Yesterday I was trying to help a co-worker
that had an odd problem in their ASP.NET 2.0 application. Despite the
fact that the class was in the ‘App_Code’ directory and the class was
within the same namespace yet it could not accessed/recognized. We were
receiving the error, “The type or namespace name ‘example’ could not be
found (are you missing a directive or an assembly reference?)”.
Working through the issue I found some interesting possible issues.
1. I could not delete and create a new ‘App_Code’ directory. When I
right clicked the project, chose Add, and chose Add Folder, there was
no listing for the App_Code folder.
2. I though that perhaps the ‘App_Code’ directory was created incorrectly, due to issue #1. So I found and interesting article
explaining how any folder could be configured with the same behavior as
the ‘App_Code’ directory with a the simple xml change in the web.config
listed below. Unfortunately this did not fix the problem, but could
come in handy in the future.
<configuration>
<system>
<compilation>
<codesubdirectories>
<add directoryname="Subdirectory"></add>
</codesubdirectories>
</compilation>
</system>
</configuration>
3. Finally, I found the problem was that the build option on the
class file was set to ‘Content’ rather than ‘Compile’. This made me
curious of the different settings available and how they can be used.
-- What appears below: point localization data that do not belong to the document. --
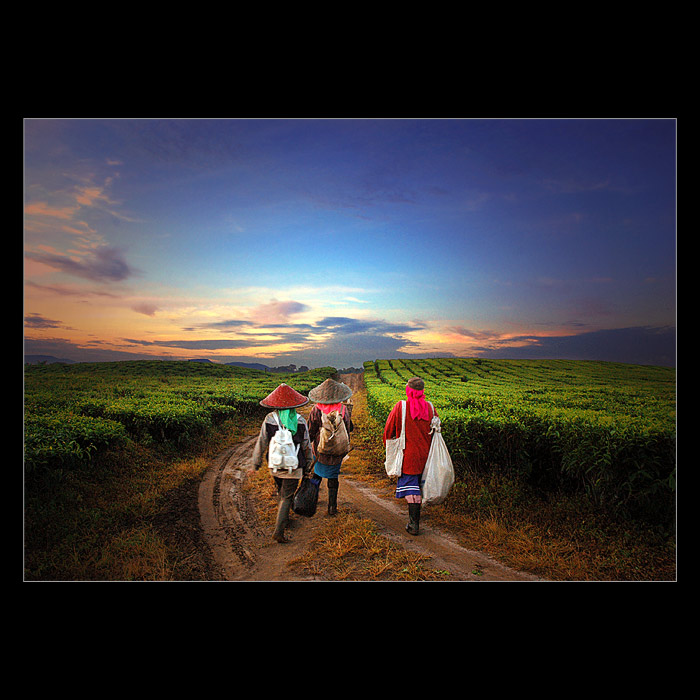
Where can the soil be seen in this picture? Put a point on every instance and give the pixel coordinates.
(230, 544)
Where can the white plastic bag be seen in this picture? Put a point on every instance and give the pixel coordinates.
(282, 454)
(438, 475)
(395, 447)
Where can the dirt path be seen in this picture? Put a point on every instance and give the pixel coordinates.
(245, 551)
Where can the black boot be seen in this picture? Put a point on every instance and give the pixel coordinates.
(333, 496)
(413, 518)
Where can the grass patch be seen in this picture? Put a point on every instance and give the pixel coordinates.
(557, 536)
(349, 548)
(129, 515)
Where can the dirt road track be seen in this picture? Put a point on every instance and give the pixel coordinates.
(244, 551)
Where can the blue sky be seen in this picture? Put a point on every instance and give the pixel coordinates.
(336, 241)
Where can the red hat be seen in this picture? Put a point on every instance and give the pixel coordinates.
(284, 397)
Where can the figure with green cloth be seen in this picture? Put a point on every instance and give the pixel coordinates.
(287, 472)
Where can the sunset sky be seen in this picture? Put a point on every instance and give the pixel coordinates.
(330, 242)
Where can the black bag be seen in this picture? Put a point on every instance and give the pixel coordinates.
(305, 498)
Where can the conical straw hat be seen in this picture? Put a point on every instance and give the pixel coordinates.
(330, 391)
(284, 397)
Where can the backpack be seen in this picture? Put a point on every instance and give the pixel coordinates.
(333, 437)
(282, 454)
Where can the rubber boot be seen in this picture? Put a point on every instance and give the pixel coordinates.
(285, 504)
(333, 485)
(413, 518)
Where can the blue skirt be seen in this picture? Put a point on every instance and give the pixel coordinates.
(326, 471)
(408, 485)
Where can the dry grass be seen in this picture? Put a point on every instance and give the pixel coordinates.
(557, 537)
(349, 548)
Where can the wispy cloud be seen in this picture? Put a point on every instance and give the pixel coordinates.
(105, 264)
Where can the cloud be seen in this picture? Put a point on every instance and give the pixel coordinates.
(643, 345)
(342, 325)
(277, 311)
(145, 308)
(38, 321)
(207, 344)
(104, 264)
(484, 336)
(62, 290)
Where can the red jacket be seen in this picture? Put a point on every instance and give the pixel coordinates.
(418, 438)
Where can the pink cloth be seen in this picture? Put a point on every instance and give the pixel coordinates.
(417, 404)
(328, 407)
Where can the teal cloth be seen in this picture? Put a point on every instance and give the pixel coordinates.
(326, 471)
(288, 418)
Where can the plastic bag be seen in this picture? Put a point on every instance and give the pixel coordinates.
(395, 447)
(438, 475)
(306, 498)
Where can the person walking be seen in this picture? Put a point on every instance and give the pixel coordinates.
(419, 413)
(330, 425)
(298, 460)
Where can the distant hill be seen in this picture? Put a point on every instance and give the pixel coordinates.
(45, 359)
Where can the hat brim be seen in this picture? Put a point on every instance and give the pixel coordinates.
(284, 397)
(343, 393)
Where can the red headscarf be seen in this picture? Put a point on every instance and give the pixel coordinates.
(328, 407)
(417, 404)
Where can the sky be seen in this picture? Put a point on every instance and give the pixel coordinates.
(321, 242)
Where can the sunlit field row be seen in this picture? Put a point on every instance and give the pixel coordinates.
(72, 412)
(605, 428)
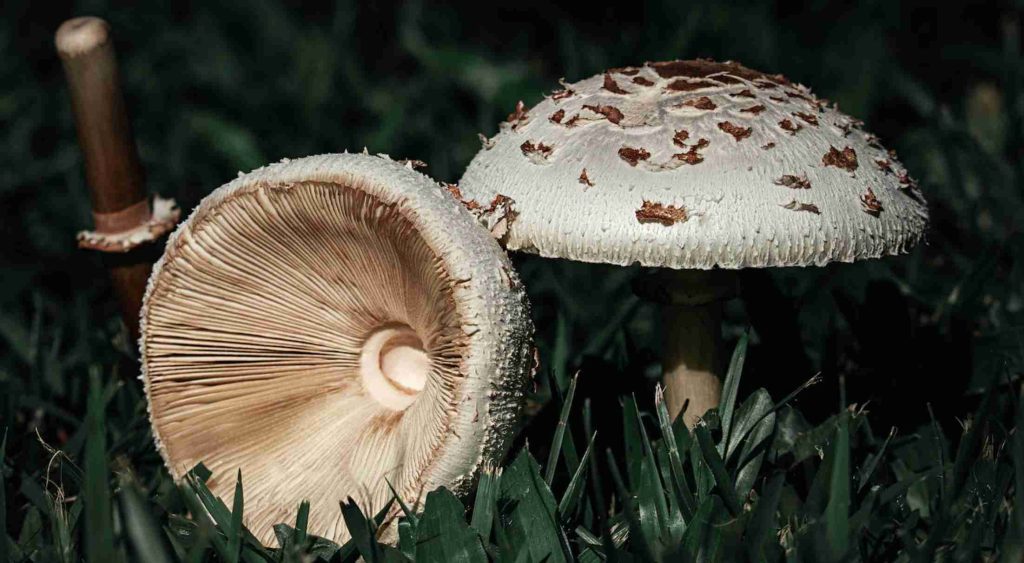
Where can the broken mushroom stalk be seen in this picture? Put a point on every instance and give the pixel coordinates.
(693, 168)
(126, 222)
(329, 326)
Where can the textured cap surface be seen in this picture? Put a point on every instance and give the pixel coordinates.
(693, 164)
(326, 323)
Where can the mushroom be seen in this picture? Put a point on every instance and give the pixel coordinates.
(696, 168)
(329, 326)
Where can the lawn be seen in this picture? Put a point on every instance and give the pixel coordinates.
(870, 408)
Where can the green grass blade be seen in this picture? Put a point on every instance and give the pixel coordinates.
(726, 488)
(485, 504)
(556, 442)
(727, 403)
(684, 497)
(96, 493)
(141, 529)
(573, 492)
(838, 509)
(235, 531)
(4, 552)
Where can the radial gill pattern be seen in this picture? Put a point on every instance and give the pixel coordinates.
(308, 334)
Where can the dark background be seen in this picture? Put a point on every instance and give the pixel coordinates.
(215, 90)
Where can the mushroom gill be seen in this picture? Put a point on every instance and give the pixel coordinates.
(308, 334)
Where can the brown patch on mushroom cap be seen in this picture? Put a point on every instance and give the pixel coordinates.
(651, 212)
(791, 127)
(680, 136)
(702, 68)
(610, 113)
(519, 116)
(798, 206)
(737, 132)
(870, 204)
(633, 156)
(683, 85)
(808, 118)
(585, 179)
(692, 156)
(794, 182)
(702, 102)
(558, 95)
(846, 159)
(612, 86)
(529, 148)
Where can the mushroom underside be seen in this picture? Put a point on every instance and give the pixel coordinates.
(307, 335)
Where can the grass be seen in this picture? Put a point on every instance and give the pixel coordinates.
(904, 449)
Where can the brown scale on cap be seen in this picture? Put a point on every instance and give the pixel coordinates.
(692, 156)
(651, 212)
(737, 132)
(810, 119)
(632, 156)
(518, 117)
(870, 204)
(559, 95)
(610, 113)
(680, 137)
(846, 159)
(790, 127)
(683, 85)
(540, 149)
(794, 182)
(798, 206)
(585, 179)
(702, 102)
(612, 86)
(414, 163)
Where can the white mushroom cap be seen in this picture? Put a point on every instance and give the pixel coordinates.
(328, 322)
(694, 164)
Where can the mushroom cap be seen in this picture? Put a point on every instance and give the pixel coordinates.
(328, 322)
(694, 164)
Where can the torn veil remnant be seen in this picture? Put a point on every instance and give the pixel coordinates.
(715, 141)
(327, 323)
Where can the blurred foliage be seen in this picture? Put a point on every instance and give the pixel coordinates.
(218, 88)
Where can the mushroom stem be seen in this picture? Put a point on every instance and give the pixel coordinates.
(691, 357)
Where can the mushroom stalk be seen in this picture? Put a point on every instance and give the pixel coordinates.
(691, 357)
(122, 214)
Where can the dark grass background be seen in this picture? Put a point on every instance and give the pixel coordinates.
(213, 90)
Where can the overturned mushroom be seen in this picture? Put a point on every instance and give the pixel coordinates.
(325, 325)
(689, 176)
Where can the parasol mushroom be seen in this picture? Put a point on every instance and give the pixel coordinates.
(695, 168)
(327, 323)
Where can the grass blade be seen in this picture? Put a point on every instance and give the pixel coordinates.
(727, 403)
(726, 488)
(98, 516)
(556, 442)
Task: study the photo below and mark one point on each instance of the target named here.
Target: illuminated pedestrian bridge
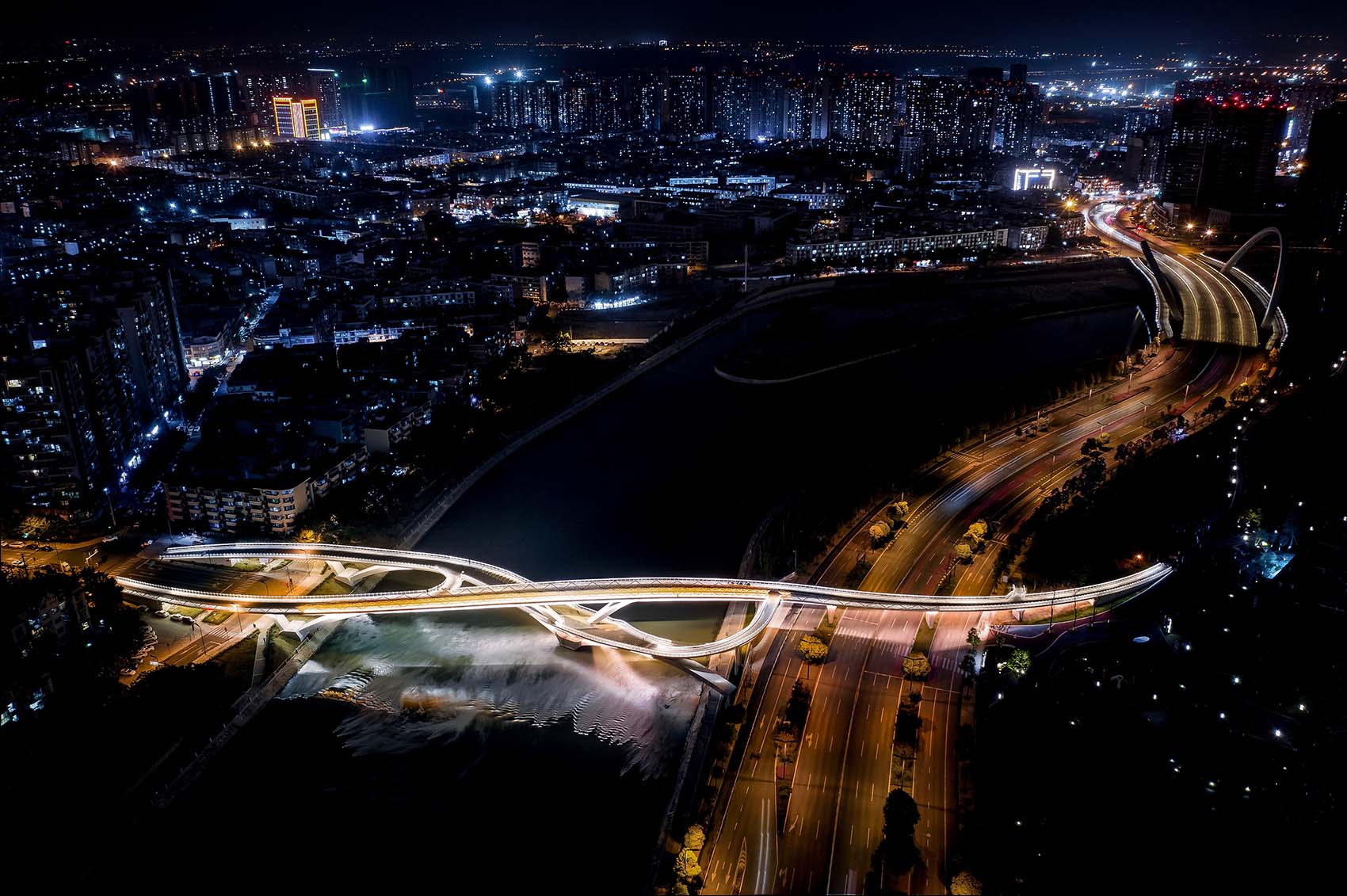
(579, 612)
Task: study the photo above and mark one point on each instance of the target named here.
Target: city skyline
(765, 449)
(981, 23)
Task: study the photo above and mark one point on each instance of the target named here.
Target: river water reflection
(670, 475)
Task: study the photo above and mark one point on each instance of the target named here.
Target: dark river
(538, 768)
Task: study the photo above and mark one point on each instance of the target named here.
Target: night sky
(1124, 26)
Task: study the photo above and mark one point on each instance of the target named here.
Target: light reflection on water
(429, 678)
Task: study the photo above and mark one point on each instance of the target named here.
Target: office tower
(581, 101)
(646, 96)
(731, 105)
(1222, 147)
(768, 116)
(822, 109)
(296, 117)
(866, 108)
(1019, 111)
(323, 84)
(686, 103)
(795, 113)
(1323, 182)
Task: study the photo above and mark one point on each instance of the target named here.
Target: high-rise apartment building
(1222, 147)
(731, 105)
(866, 108)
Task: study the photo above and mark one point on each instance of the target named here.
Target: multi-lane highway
(1212, 306)
(844, 767)
(469, 585)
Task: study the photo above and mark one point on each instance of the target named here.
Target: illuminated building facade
(296, 119)
(866, 108)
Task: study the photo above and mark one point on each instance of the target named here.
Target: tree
(899, 511)
(812, 648)
(966, 884)
(694, 838)
(899, 852)
(900, 813)
(686, 867)
(1019, 662)
(916, 666)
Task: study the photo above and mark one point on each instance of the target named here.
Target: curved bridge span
(579, 612)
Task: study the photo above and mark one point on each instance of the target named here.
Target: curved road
(1214, 307)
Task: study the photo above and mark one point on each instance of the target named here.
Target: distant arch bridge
(579, 612)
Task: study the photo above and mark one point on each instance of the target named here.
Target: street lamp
(107, 494)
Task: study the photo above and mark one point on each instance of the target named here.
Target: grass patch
(238, 662)
(279, 648)
(925, 634)
(826, 627)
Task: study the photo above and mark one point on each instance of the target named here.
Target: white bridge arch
(577, 611)
(1270, 315)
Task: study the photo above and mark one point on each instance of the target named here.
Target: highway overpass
(579, 612)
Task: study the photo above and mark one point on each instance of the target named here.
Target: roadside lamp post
(107, 494)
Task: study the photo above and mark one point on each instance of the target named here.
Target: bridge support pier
(569, 642)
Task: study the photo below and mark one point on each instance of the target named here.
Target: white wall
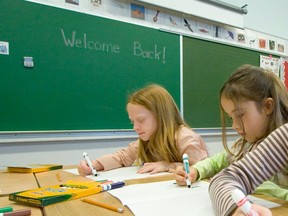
(267, 16)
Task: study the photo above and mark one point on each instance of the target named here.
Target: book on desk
(34, 168)
(44, 196)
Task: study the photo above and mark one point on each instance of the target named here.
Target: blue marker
(85, 155)
(106, 187)
(186, 167)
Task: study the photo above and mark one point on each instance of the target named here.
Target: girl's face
(246, 113)
(143, 120)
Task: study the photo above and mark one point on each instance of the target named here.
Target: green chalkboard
(84, 68)
(206, 66)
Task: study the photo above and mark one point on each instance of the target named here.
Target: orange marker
(113, 208)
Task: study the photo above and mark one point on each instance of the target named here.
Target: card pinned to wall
(270, 63)
(4, 48)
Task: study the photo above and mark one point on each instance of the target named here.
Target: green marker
(6, 209)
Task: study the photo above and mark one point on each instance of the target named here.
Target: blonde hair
(162, 145)
(251, 83)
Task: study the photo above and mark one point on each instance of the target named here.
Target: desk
(77, 207)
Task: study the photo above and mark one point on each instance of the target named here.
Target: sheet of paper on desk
(119, 174)
(167, 198)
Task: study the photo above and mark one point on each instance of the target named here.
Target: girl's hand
(180, 175)
(261, 211)
(154, 167)
(84, 169)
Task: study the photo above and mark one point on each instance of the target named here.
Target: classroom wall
(267, 16)
(70, 152)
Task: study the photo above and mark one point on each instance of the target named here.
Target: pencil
(21, 212)
(58, 176)
(113, 208)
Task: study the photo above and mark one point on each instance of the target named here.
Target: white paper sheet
(167, 198)
(120, 174)
(162, 198)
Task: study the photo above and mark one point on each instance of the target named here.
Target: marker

Here are my initial impressions of each.
- Content - includes the file in the build/deployment, but does not compile.
- Embedded Resource - used for situations where you want to utilize
the source of the file (for example javascript source for AJAX). There
are mechanisms to access the resource through the URL back on the
server. Here is a good article on the subject.
- Compile - compiles the class when you build/deploy and includes MSIL as part of the source code.